Searching My Oracle Support I was able to find a direct hit with note "Gather Schema Statistics fails with Ora-20001 errors after 11G database upgrade [ID 781813.1]" that was able to walk me through the way to identify which items were an issue, and how they could be resolved.

Tuesday, May 7, 2013

SOA, OSB, Fusion Middleware

I found what I think are some quite useful articles detailing the Oracle Service Bus architecture and SOA and Fusion Middleware with some detailed PDFs attached to the end of those articles as well.  Along this same vein, I found a great intro to Fusion Security as well from the same ArchBeat entry!
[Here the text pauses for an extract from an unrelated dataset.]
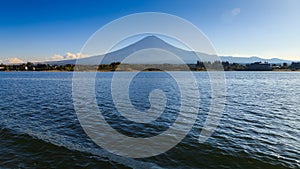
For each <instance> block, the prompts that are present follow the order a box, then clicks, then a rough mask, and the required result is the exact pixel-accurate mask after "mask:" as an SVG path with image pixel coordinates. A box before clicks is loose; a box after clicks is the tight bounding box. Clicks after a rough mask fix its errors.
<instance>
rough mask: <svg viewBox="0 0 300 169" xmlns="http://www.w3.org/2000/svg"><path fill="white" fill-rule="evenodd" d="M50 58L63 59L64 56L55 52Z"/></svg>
mask: <svg viewBox="0 0 300 169" xmlns="http://www.w3.org/2000/svg"><path fill="white" fill-rule="evenodd" d="M52 59H53V60H62V59H64V56H62V55H58V54H55V55H54V56H53V57H52Z"/></svg>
You may be asking yourself: why this sudden interest in all things Middleware?  Honestly, it's not such a sudden interest.  We have a web of servers and services and the spider in the middle of the web most times is SOA, OSB or some other Middleware layer technology.  This isn't really a bad thing most of the time, yet I feel as if I need to know more about the technology and interworkings so this may not interest most people visiting my blog but those people in the same boat (or about to go sailing on the same journey) may find these articles valuable.

Monday, May 6, 2013

ICM will mark this request as completed, will it?

From time to time, when trying to access concurrent requests you can be presented with this error message:

Request [ID] can no longer be cancelled.  The Concurrent Manager process that was running this request has exited abnormally.  The ICM will mark this request as completed with error.

That would be fine if it actually happened, but the problem is that I've seen this error message on many different EBS, Tech Stack and database versions over seven years and I've never actually seen the ICM mark the request in any way when the request gets into this state.  There are 2 ways that I know how to resolve this.  One, go into Help -> Diagnostics -> Examine (if you have this available) and change the fields PHASE_CODE to C and the STATUS CODE to X in two separate "transactions", Ctrl-S to save the record and when you refresh the form the request should show as Completed/Terminated.  The other way is much more simple, where you write a script to update the same columns for the request in fnd_concurrent_requests as such:

update fnd_concurrent_requests
set phase_code = 'C', status_code = 'X'
where request_id = [ID]

Saturday, May 4, 2013

Child cursors

Christian Antognini presents us with an existential database question asking how many children can a parent cursor have.  What I find the most interesting about this, is how the answer to that question differs based on what database version you have as well as what bug patches you've applied.  Again, I haven't had to encounter issues regarding this but it will be in the back of my mind going forward.

Wednesday, May 1, 2013

Community Manager, or Support Manager?

Recently there were a couple of blog posts from the Oracle Social Spotlight which caught my eye, one of which had a wish list that a recent Community Manager put together and it could absolutely go for any individuals in a Support organization while the other shows the "What, Who, Where, Why" of what Oracle believes a good Community Manager is and this list could also double for what a good Support Manager is too.

Amazing!

Going into the month of April, my small blog had just crossed the 400 hits mark and I was hoping to hit 100 hits a month for the first time.  I'd be lying if I said that I didn't think the blog would be able to hit that, but I'm staggered at how far that mark has been broken by!  Last night, the blog hit it's 700th view for a little under 300 hits during the month of April!!  Simply amazing, and judging by the viewership, you enjoy what I'm doing just as much as I am so let's keep rocking and rolling shall we?